Dennis’ work with Quintiles is well-known, but what may be less known are his strengths as a teacher. He came to Carolina as an associate professor in biostatistics in 1971, shortly before he completed his doctorate in mathematics at the University of Exeter in his native England.
Statistics is not always the most scintillatingly taught subject, says Julie MacMillan, who took his linear models course years ago, but she found Dennis “an unbelievably good teacher,” clear and animated. “He had a way of connecting applications to the theory so we understood that the role of statistics was to help solve public health problems,” she said.
That was an attitude encouraged by the late Dr. Bernard Greenberg, chair of biostatistics and later dean of the UNC School of Public Health. And it was an approach that had young Professor Gillings get his students working on projects for other campus departments and taking on consulting work for pharmaceutical companies that needed someone who could apply the latest methodologies to analyze their clinical trial data.
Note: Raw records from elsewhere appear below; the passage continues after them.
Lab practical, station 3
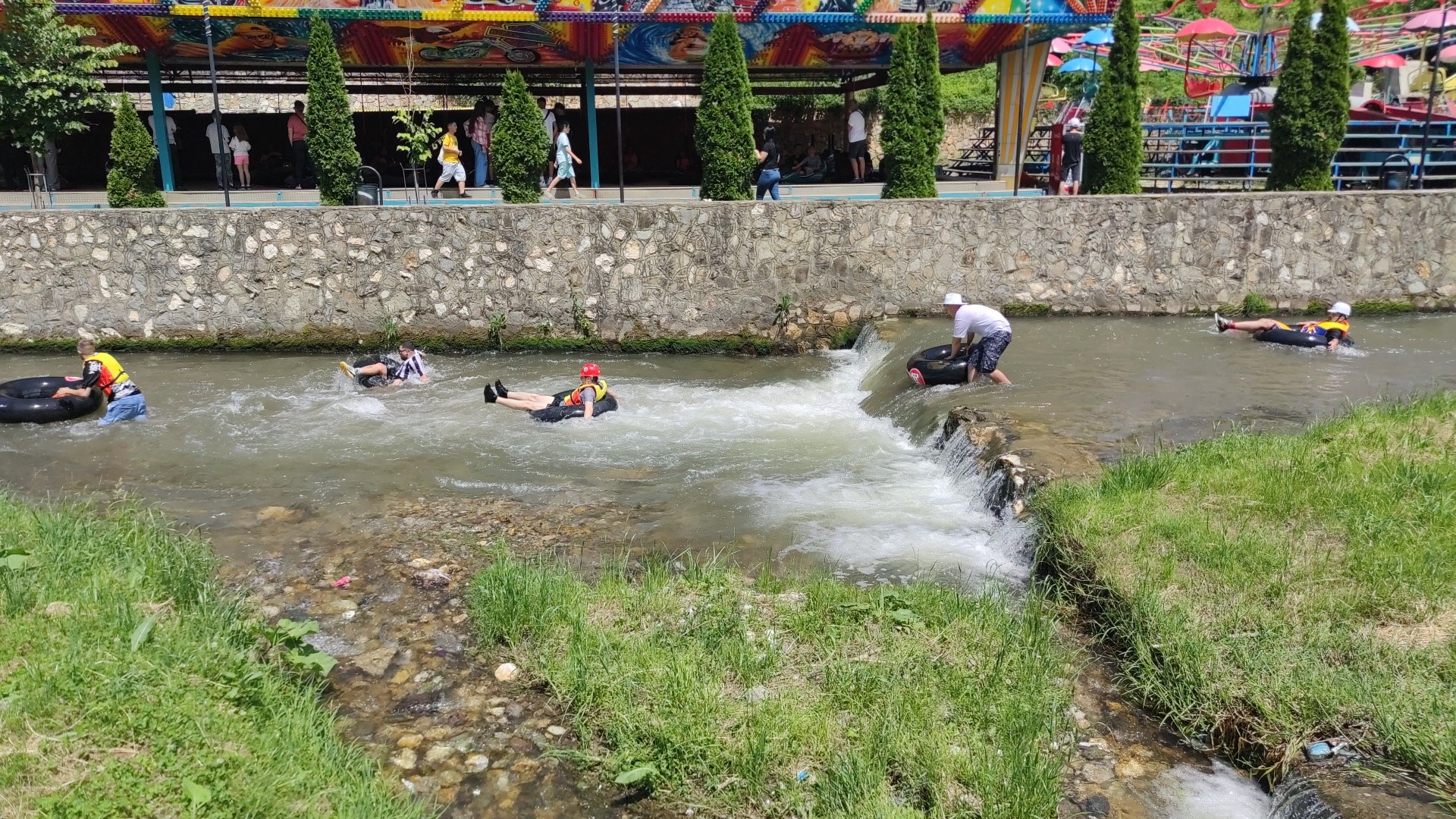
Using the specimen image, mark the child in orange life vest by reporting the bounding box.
[485,364,616,419]
[1213,302,1350,350]
[51,340,147,427]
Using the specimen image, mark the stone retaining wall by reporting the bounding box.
[0,193,1456,344]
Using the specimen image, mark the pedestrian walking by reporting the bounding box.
[288,99,313,190]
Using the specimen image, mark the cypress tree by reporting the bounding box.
[491,68,551,204]
[1265,0,1328,191]
[920,11,945,171]
[1082,0,1143,194]
[106,95,168,207]
[307,16,359,206]
[693,13,757,199]
[1306,0,1350,191]
[880,24,939,199]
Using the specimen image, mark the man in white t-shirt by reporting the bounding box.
[943,293,1010,383]
[845,96,869,182]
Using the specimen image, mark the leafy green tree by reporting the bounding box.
[491,70,551,204]
[307,16,359,206]
[106,95,168,207]
[919,11,945,167]
[880,24,935,199]
[1265,0,1328,191]
[1082,2,1143,194]
[0,0,136,172]
[693,13,757,201]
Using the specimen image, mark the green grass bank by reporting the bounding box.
[1032,392,1456,795]
[467,552,1076,819]
[0,494,429,819]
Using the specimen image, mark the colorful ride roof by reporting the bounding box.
[48,0,1114,68]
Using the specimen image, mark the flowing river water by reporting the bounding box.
[0,309,1456,819]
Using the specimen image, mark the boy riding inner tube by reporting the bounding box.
[1213,302,1354,350]
[529,388,617,424]
[485,363,617,422]
[905,344,967,386]
[0,376,100,424]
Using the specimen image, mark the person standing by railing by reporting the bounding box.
[288,99,313,190]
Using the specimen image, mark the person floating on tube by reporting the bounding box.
[943,293,1010,383]
[1213,302,1350,350]
[485,364,616,419]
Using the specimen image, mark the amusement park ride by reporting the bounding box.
[1028,0,1456,191]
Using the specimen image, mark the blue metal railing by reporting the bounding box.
[1143,120,1456,193]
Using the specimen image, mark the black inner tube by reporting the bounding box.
[0,376,102,424]
[532,389,617,424]
[1254,326,1354,347]
[905,344,970,386]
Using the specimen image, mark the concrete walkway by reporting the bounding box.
[0,180,1041,210]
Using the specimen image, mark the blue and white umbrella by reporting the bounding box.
[1057,57,1102,74]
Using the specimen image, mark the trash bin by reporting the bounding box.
[354,182,380,206]
[354,165,384,206]
[1380,153,1410,191]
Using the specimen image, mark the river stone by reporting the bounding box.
[1082,762,1116,786]
[354,645,399,676]
[413,568,450,592]
[435,631,464,654]
[303,634,359,657]
[425,745,456,765]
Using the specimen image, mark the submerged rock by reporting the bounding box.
[413,568,450,592]
[354,645,399,676]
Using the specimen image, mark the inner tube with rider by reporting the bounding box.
[1254,326,1354,347]
[905,344,970,386]
[0,376,100,424]
[530,389,617,424]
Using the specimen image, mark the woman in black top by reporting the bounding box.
[757,125,779,199]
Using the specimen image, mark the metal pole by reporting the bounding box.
[147,48,176,191]
[1421,0,1446,191]
[611,11,628,204]
[581,57,601,189]
[202,0,233,207]
[1010,0,1035,196]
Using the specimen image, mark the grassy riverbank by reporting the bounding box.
[1032,392,1456,794]
[0,494,427,819]
[467,555,1073,819]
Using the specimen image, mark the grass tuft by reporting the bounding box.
[1239,291,1274,318]
[1032,392,1456,795]
[0,494,428,819]
[467,552,1073,819]
[1350,300,1415,316]
[1000,302,1051,316]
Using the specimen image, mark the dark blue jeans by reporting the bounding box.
[758,168,779,201]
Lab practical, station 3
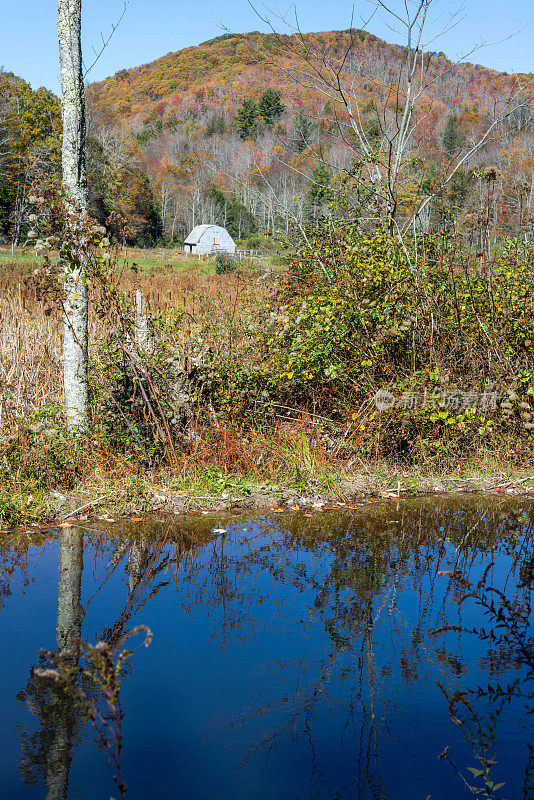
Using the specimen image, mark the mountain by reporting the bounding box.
[88,31,528,127]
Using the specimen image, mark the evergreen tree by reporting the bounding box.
[208,186,256,239]
[234,99,259,139]
[293,111,314,153]
[258,88,286,125]
[442,114,465,158]
[308,164,332,213]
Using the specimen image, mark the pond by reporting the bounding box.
[0,496,534,800]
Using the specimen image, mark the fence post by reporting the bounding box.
[134,289,154,353]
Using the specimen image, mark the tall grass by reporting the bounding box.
[0,262,269,435]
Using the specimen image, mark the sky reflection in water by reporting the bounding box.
[0,498,534,800]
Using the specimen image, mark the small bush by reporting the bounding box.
[215,253,237,275]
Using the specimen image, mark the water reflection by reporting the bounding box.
[0,499,534,800]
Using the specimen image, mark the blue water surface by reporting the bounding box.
[0,498,534,800]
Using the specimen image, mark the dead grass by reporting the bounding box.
[0,260,269,435]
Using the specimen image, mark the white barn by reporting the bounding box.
[184,225,235,255]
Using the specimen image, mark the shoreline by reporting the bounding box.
[5,470,534,534]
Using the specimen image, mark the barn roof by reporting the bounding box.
[184,225,218,244]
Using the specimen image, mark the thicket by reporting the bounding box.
[215,227,534,461]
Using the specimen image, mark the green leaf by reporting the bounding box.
[467,767,484,778]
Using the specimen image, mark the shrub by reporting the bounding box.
[215,253,237,275]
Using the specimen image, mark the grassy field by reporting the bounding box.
[0,245,270,275]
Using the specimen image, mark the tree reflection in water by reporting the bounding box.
[5,499,534,799]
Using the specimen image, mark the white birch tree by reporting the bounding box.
[57,0,87,430]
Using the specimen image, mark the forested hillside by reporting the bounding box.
[0,30,534,246]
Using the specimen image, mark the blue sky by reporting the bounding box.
[4,0,534,92]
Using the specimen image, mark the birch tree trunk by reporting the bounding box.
[46,528,83,800]
[57,0,87,430]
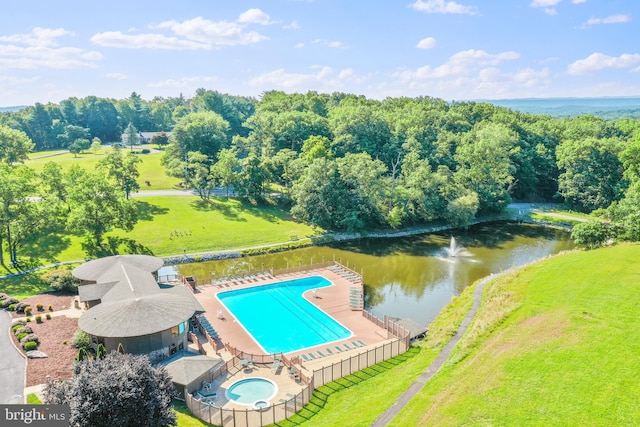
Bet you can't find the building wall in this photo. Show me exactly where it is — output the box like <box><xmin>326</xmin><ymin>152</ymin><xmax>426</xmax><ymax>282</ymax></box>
<box><xmin>92</xmin><ymin>321</ymin><xmax>188</xmax><ymax>360</ymax></box>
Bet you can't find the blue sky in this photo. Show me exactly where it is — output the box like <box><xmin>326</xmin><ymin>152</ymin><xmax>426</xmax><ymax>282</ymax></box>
<box><xmin>0</xmin><ymin>0</ymin><xmax>640</xmax><ymax>107</ymax></box>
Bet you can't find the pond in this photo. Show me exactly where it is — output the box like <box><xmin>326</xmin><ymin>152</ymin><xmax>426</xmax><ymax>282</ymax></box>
<box><xmin>171</xmin><ymin>223</ymin><xmax>573</xmax><ymax>326</ymax></box>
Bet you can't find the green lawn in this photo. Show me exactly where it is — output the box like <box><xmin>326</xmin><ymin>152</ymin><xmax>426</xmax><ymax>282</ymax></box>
<box><xmin>25</xmin><ymin>147</ymin><xmax>180</xmax><ymax>190</ymax></box>
<box><xmin>0</xmin><ymin>196</ymin><xmax>321</xmax><ymax>274</ymax></box>
<box><xmin>391</xmin><ymin>245</ymin><xmax>640</xmax><ymax>426</ymax></box>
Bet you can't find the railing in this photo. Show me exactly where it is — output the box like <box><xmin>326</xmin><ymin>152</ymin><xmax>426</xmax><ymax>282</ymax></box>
<box><xmin>312</xmin><ymin>338</ymin><xmax>409</xmax><ymax>387</ymax></box>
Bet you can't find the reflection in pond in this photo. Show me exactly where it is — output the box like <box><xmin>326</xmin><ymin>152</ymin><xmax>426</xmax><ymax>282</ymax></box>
<box><xmin>177</xmin><ymin>223</ymin><xmax>573</xmax><ymax>326</ymax></box>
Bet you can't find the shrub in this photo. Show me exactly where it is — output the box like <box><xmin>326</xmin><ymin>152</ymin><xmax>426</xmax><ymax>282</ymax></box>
<box><xmin>13</xmin><ymin>325</ymin><xmax>33</xmax><ymax>335</ymax></box>
<box><xmin>71</xmin><ymin>329</ymin><xmax>89</xmax><ymax>348</ymax></box>
<box><xmin>40</xmin><ymin>269</ymin><xmax>80</xmax><ymax>293</ymax></box>
<box><xmin>16</xmin><ymin>302</ymin><xmax>31</xmax><ymax>313</ymax></box>
<box><xmin>22</xmin><ymin>341</ymin><xmax>38</xmax><ymax>351</ymax></box>
<box><xmin>20</xmin><ymin>334</ymin><xmax>40</xmax><ymax>344</ymax></box>
<box><xmin>2</xmin><ymin>297</ymin><xmax>20</xmax><ymax>308</ymax></box>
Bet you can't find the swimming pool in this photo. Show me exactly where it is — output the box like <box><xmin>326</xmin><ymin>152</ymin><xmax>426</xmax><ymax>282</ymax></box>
<box><xmin>218</xmin><ymin>276</ymin><xmax>353</xmax><ymax>353</ymax></box>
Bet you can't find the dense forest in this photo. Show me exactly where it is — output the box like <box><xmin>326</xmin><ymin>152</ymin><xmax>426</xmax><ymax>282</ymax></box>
<box><xmin>0</xmin><ymin>89</ymin><xmax>640</xmax><ymax>260</ymax></box>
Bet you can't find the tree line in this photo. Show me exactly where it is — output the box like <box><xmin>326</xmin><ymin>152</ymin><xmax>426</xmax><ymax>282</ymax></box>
<box><xmin>0</xmin><ymin>89</ymin><xmax>640</xmax><ymax>260</ymax></box>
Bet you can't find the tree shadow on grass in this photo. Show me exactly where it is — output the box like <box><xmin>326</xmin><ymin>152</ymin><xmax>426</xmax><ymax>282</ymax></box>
<box><xmin>191</xmin><ymin>199</ymin><xmax>247</xmax><ymax>222</ymax></box>
<box><xmin>82</xmin><ymin>236</ymin><xmax>153</xmax><ymax>258</ymax></box>
<box><xmin>136</xmin><ymin>200</ymin><xmax>169</xmax><ymax>221</ymax></box>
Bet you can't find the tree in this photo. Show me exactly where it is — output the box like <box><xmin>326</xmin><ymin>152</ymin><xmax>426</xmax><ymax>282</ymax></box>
<box><xmin>556</xmin><ymin>138</ymin><xmax>627</xmax><ymax>212</ymax></box>
<box><xmin>66</xmin><ymin>166</ymin><xmax>137</xmax><ymax>247</ymax></box>
<box><xmin>122</xmin><ymin>123</ymin><xmax>140</xmax><ymax>150</ymax></box>
<box><xmin>98</xmin><ymin>150</ymin><xmax>141</xmax><ymax>199</ymax></box>
<box><xmin>186</xmin><ymin>151</ymin><xmax>216</xmax><ymax>200</ymax></box>
<box><xmin>291</xmin><ymin>158</ymin><xmax>354</xmax><ymax>230</ymax></box>
<box><xmin>91</xmin><ymin>137</ymin><xmax>102</xmax><ymax>154</ymax></box>
<box><xmin>445</xmin><ymin>192</ymin><xmax>479</xmax><ymax>228</ymax></box>
<box><xmin>454</xmin><ymin>122</ymin><xmax>517</xmax><ymax>212</ymax></box>
<box><xmin>0</xmin><ymin>163</ymin><xmax>40</xmax><ymax>265</ymax></box>
<box><xmin>167</xmin><ymin>111</ymin><xmax>230</xmax><ymax>160</ymax></box>
<box><xmin>44</xmin><ymin>352</ymin><xmax>176</xmax><ymax>427</ymax></box>
<box><xmin>211</xmin><ymin>148</ymin><xmax>240</xmax><ymax>199</ymax></box>
<box><xmin>237</xmin><ymin>153</ymin><xmax>269</xmax><ymax>200</ymax></box>
<box><xmin>0</xmin><ymin>125</ymin><xmax>35</xmax><ymax>165</ymax></box>
<box><xmin>149</xmin><ymin>132</ymin><xmax>169</xmax><ymax>148</ymax></box>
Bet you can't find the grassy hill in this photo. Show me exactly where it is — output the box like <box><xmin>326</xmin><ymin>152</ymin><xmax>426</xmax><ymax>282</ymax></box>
<box><xmin>391</xmin><ymin>245</ymin><xmax>640</xmax><ymax>426</ymax></box>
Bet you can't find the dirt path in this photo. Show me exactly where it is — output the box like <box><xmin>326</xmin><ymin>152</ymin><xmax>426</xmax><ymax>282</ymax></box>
<box><xmin>371</xmin><ymin>273</ymin><xmax>496</xmax><ymax>427</ymax></box>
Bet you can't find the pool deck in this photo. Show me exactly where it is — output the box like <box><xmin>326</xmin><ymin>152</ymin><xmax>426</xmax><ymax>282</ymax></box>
<box><xmin>195</xmin><ymin>268</ymin><xmax>387</xmax><ymax>370</ymax></box>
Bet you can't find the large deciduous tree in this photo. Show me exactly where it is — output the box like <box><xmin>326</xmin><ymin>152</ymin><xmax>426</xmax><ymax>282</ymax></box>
<box><xmin>167</xmin><ymin>111</ymin><xmax>230</xmax><ymax>161</ymax></box>
<box><xmin>0</xmin><ymin>125</ymin><xmax>35</xmax><ymax>165</ymax></box>
<box><xmin>98</xmin><ymin>150</ymin><xmax>141</xmax><ymax>199</ymax></box>
<box><xmin>556</xmin><ymin>138</ymin><xmax>626</xmax><ymax>212</ymax></box>
<box><xmin>67</xmin><ymin>166</ymin><xmax>137</xmax><ymax>247</ymax></box>
<box><xmin>44</xmin><ymin>352</ymin><xmax>176</xmax><ymax>427</ymax></box>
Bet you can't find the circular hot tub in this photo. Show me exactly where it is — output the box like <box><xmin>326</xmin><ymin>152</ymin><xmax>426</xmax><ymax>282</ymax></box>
<box><xmin>251</xmin><ymin>400</ymin><xmax>270</xmax><ymax>411</ymax></box>
<box><xmin>225</xmin><ymin>377</ymin><xmax>278</xmax><ymax>409</ymax></box>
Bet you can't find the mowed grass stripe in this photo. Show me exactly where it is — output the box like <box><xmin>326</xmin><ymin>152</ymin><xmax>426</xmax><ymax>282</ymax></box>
<box><xmin>391</xmin><ymin>245</ymin><xmax>640</xmax><ymax>426</ymax></box>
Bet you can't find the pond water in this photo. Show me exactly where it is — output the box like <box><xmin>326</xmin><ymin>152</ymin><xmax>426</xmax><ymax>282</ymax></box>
<box><xmin>176</xmin><ymin>223</ymin><xmax>573</xmax><ymax>326</ymax></box>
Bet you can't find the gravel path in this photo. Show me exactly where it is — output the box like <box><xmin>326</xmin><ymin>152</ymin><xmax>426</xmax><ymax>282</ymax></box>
<box><xmin>371</xmin><ymin>274</ymin><xmax>498</xmax><ymax>427</ymax></box>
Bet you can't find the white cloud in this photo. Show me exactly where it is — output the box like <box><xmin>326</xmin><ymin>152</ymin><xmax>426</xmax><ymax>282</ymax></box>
<box><xmin>238</xmin><ymin>8</ymin><xmax>273</xmax><ymax>25</ymax></box>
<box><xmin>394</xmin><ymin>49</ymin><xmax>520</xmax><ymax>80</ymax></box>
<box><xmin>91</xmin><ymin>31</ymin><xmax>211</xmax><ymax>50</ymax></box>
<box><xmin>416</xmin><ymin>37</ymin><xmax>436</xmax><ymax>49</ymax></box>
<box><xmin>156</xmin><ymin>16</ymin><xmax>267</xmax><ymax>46</ymax></box>
<box><xmin>104</xmin><ymin>73</ymin><xmax>129</xmax><ymax>80</ymax></box>
<box><xmin>0</xmin><ymin>28</ymin><xmax>102</xmax><ymax>69</ymax></box>
<box><xmin>147</xmin><ymin>76</ymin><xmax>218</xmax><ymax>89</ymax></box>
<box><xmin>91</xmin><ymin>15</ymin><xmax>270</xmax><ymax>50</ymax></box>
<box><xmin>312</xmin><ymin>39</ymin><xmax>349</xmax><ymax>49</ymax></box>
<box><xmin>582</xmin><ymin>14</ymin><xmax>631</xmax><ymax>28</ymax></box>
<box><xmin>567</xmin><ymin>52</ymin><xmax>640</xmax><ymax>75</ymax></box>
<box><xmin>410</xmin><ymin>0</ymin><xmax>478</xmax><ymax>15</ymax></box>
<box><xmin>0</xmin><ymin>27</ymin><xmax>73</xmax><ymax>46</ymax></box>
<box><xmin>529</xmin><ymin>0</ymin><xmax>562</xmax><ymax>7</ymax></box>
<box><xmin>247</xmin><ymin>65</ymin><xmax>370</xmax><ymax>92</ymax></box>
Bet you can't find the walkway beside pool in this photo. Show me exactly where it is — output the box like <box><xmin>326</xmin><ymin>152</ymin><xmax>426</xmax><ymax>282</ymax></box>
<box><xmin>195</xmin><ymin>267</ymin><xmax>387</xmax><ymax>369</ymax></box>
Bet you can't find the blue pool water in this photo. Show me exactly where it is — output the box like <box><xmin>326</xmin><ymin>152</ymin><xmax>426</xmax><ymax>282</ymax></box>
<box><xmin>225</xmin><ymin>378</ymin><xmax>278</xmax><ymax>405</ymax></box>
<box><xmin>218</xmin><ymin>276</ymin><xmax>352</xmax><ymax>353</ymax></box>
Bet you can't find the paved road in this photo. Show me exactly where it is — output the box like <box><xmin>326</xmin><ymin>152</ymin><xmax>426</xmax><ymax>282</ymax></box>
<box><xmin>0</xmin><ymin>310</ymin><xmax>26</xmax><ymax>404</ymax></box>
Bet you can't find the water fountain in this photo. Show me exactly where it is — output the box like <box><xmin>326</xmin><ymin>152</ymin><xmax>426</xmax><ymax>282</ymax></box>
<box><xmin>444</xmin><ymin>236</ymin><xmax>471</xmax><ymax>258</ymax></box>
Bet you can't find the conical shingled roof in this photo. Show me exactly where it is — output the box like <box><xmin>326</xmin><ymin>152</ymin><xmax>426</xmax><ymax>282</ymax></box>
<box><xmin>74</xmin><ymin>255</ymin><xmax>203</xmax><ymax>338</ymax></box>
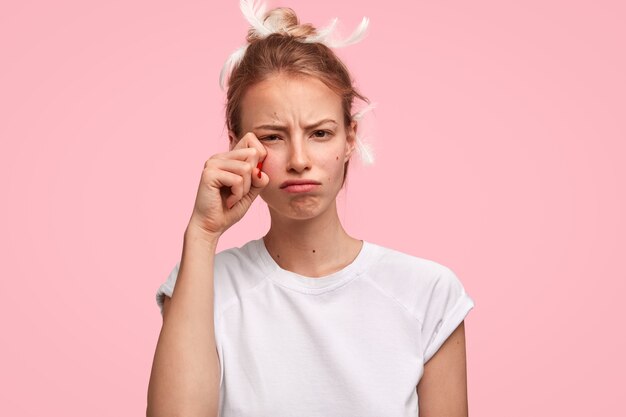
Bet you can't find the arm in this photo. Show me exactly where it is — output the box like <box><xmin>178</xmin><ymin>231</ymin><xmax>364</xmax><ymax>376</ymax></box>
<box><xmin>417</xmin><ymin>322</ymin><xmax>468</xmax><ymax>417</ymax></box>
<box><xmin>146</xmin><ymin>228</ymin><xmax>220</xmax><ymax>417</ymax></box>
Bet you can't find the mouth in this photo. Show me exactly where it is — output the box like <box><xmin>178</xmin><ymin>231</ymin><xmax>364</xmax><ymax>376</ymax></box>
<box><xmin>280</xmin><ymin>180</ymin><xmax>321</xmax><ymax>193</ymax></box>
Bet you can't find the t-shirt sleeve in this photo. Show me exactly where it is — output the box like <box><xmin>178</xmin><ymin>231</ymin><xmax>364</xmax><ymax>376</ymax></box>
<box><xmin>156</xmin><ymin>261</ymin><xmax>180</xmax><ymax>316</ymax></box>
<box><xmin>422</xmin><ymin>267</ymin><xmax>474</xmax><ymax>363</ymax></box>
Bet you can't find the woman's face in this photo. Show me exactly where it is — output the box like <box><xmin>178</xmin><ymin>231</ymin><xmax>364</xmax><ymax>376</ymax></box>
<box><xmin>231</xmin><ymin>75</ymin><xmax>356</xmax><ymax>219</ymax></box>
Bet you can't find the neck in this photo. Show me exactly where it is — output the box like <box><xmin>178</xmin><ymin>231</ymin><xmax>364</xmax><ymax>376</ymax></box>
<box><xmin>263</xmin><ymin>199</ymin><xmax>361</xmax><ymax>277</ymax></box>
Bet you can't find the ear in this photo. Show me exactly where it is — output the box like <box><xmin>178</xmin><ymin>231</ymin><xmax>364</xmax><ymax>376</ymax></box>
<box><xmin>344</xmin><ymin>120</ymin><xmax>358</xmax><ymax>162</ymax></box>
<box><xmin>228</xmin><ymin>130</ymin><xmax>238</xmax><ymax>151</ymax></box>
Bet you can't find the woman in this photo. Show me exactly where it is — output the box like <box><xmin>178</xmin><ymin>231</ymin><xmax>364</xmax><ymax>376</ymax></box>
<box><xmin>147</xmin><ymin>1</ymin><xmax>474</xmax><ymax>417</ymax></box>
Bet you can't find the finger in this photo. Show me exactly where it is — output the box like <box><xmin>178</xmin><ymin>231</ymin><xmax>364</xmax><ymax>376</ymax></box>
<box><xmin>233</xmin><ymin>132</ymin><xmax>267</xmax><ymax>161</ymax></box>
<box><xmin>209</xmin><ymin>159</ymin><xmax>253</xmax><ymax>200</ymax></box>
<box><xmin>214</xmin><ymin>170</ymin><xmax>246</xmax><ymax>209</ymax></box>
<box><xmin>211</xmin><ymin>148</ymin><xmax>258</xmax><ymax>161</ymax></box>
<box><xmin>212</xmin><ymin>147</ymin><xmax>258</xmax><ymax>186</ymax></box>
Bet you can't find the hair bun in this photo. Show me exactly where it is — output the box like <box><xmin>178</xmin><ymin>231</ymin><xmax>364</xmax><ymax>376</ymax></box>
<box><xmin>247</xmin><ymin>7</ymin><xmax>317</xmax><ymax>42</ymax></box>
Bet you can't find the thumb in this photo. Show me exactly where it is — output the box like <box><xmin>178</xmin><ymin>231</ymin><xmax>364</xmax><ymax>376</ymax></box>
<box><xmin>248</xmin><ymin>171</ymin><xmax>270</xmax><ymax>201</ymax></box>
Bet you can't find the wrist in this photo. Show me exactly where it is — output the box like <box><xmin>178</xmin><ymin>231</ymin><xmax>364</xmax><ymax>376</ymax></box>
<box><xmin>185</xmin><ymin>223</ymin><xmax>221</xmax><ymax>248</ymax></box>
Dennis and his colleague Gary Koch ’68 incorporated Quintiles in 1982, but Dennis – by then as a full professor and director of its Biometric Consulting Laboratory – continued to teach at Carolina for another six years before the demands of the growing business pulled him away.
Dennis and Joan met at Carolina – to be more exact, in the biostatistics department, where Joan worked on the administrative staff. Not long ago they celebrated their 30th wedding anniversary, and it’s clear to everyone who knows them that they’re crazy about each other.
“They both have a very long-standing, affectionate relationship to the School of Public Health,” says Dean Rimer. “They’re both really committed to North Carolina and they’ve been very generous supporters of their communities in both Wilmington and Chapel Hill. Both of them have amazing energy and enthusiasm.”
In their honor, this fall the school will be renamed the Dennis and Joan Gillings School of Global Public Health.
Its namesakes, Dean Rimer says, are “remarkable people who make the world and our state so much better for their presence.”
The GAA’s Distinguished Service Medal has been awarded since 1978 to alumni and others who have provided outstanding service to the GAA and/or to the University. The award is presented at the annual Alumni Luncheon on the weekend of reunions and Commencement in May. This year’s recipients are Chancellor James Moeser, who is stepping down June 30 after eight years leading the University; Roger Perry ’71, chair of the Board of Trustees; Rusty Carter ’71, secretary of the Board of Trustees; and Dennis and Joan Gillings, who in 2007 donated $50 million to the School of Public Health in addition to their previous service.